The crowd roars as Derek’s music starts again. Cookie and Adonis pose for the crowd as the tron keeps the contact information for this contest up. The scene, however, fades…
===============================================================================
[REC.]
“So my best friend abandoned me, became Television Champion, and I’m supposed to be wallowing in despair. I was mocked by Katya D…
 
Heh heh… “D”.
 
I was mocked by Katya D and put into a “MANsauce on a pole” match, as if she thinks that I needed some industrial strength cleaner to… I don’t know. Wash away the sting of betrayal? You know what? That’s fine. I know that Manvel did what he felt he needed to do. I know that. And if being TV Champion is what he needs to be happy, maybe when he’s done being happy, we can be a family again. Maybe he’ll come back to us. But if he doesn’t? I have Cookie. And if we’re honest, Cookie is the real brains behind the operation. Sure, I’m the charisma and Manvel WAS the six-pack. But the KABLAMasutra? Look at who first started talking about it on Twitter. Cookie. The KABLAMapotamus? Cookie. Everything that made Derek Adonis as household name… came from Cookie. And there is no sister in the world that will make me forget about that. So what if Cupcake is able to make her body a colouring book that needs to be filled in?
 
I’m losing my train of thought.
 
But anyway, we’re going to run this contest that you just saw the announcement for… the Best Friend Competition, and really. The winner of this competition isn’t only going to have immediate notoriety as the improved #3 of the Golden Triangle.
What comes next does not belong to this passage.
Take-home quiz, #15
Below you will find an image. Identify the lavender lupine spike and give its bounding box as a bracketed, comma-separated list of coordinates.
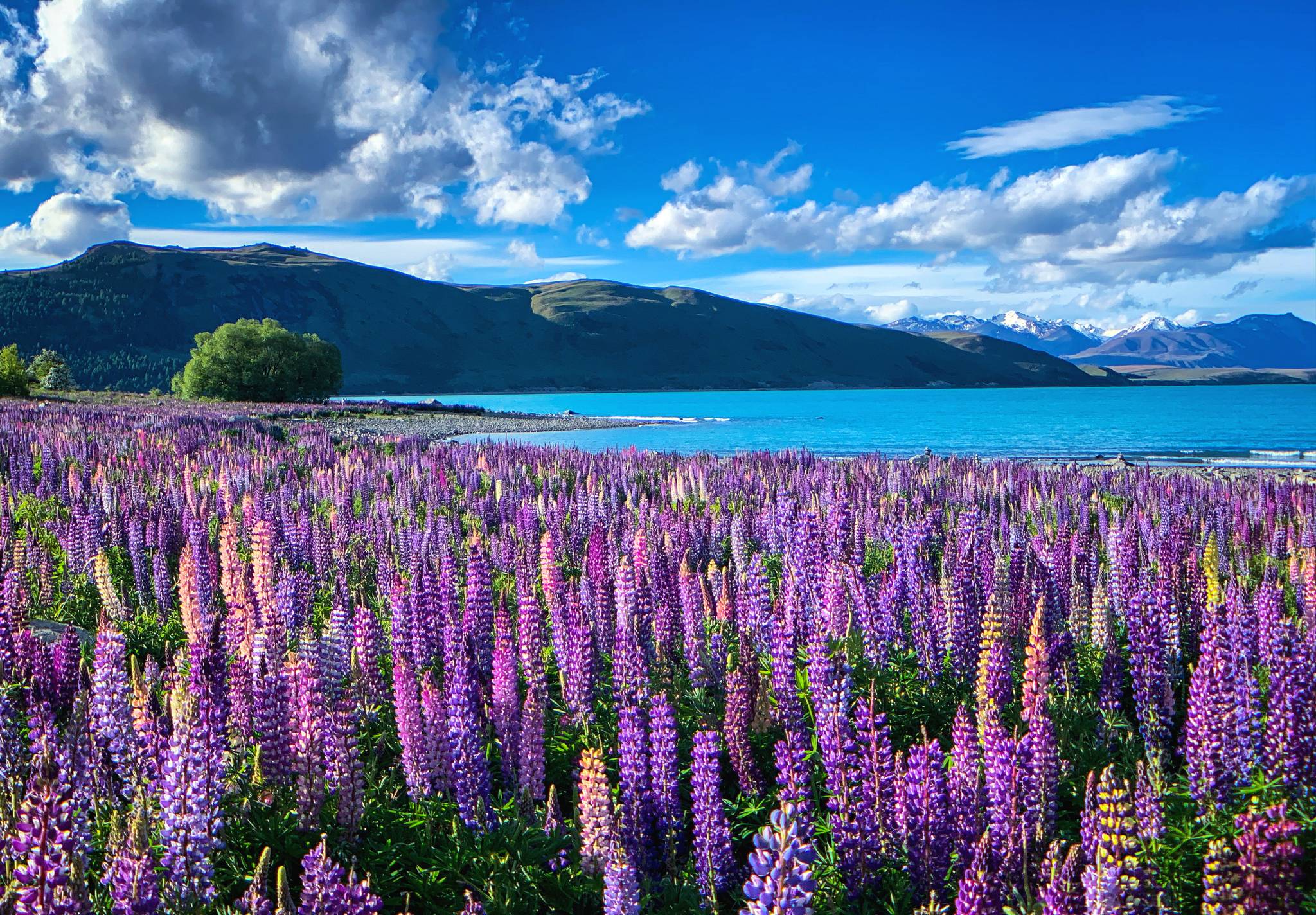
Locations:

The winner gets to be our best friend and benefit from all the KABLAMpire has to offer… included the brilliance of my bride. Owen Cruze showed last Breakdown that HE was smart enough to realize we were being placed in a farce, and I hope he has used that MANsauce to help clean his sink or something. Put it to good use, but I don’t really need it. I’m Man Mountain!
 
And it’s been a long time that I have felt like… me. When Manvel pushed Thomas Valentine from my path and cost me the SCW CHAMPIONSHIP of TELEVISION, he cost me more than a title. It was like what happened when that chick who took your v-card decided she’d rather date Billy from the football club. It hurt. Well… it mainly hurt because I ran chest-first into the corner with a full head (KABLAM!) of steam. And then when he brought Cupcake out… that’s Cookie’s sister, man. If you marry her, we’ll be brothers for real.
 
How wild is it that I married the HOTTEST woman I’ve ever known and she didn’t get it annulled a week later? That’s a first.
 
But anyway at Breakdown this week, I have a chance to get back on the horse in a manner of speaking when I take on Jordan Majors who is TOTALLY a person that exists. I know! I looked it up! And while she is easy on the eyes, I don’t expect an easy in the ring type. But… um… look, if I’m honest you guys, I don’t know much of anything about my opponent. I’m getting over this pregnancy scare that ended up being bad clams. It’s just… now is not a good time for me. So Jordan, good luck. I’ll see you in the ring.
 
And Manvel…
 
I meant what I said before. I do love you, man. You were my best friend and you stabbed me in the back to my face. You let Scotty poison your mind. You took Cupcake and turned her against her sister. And you stabbed me in the back. The next time you and I face each other, make sure you are the Champion of Television.
 
Because I’m taking it from you. KABLAM!”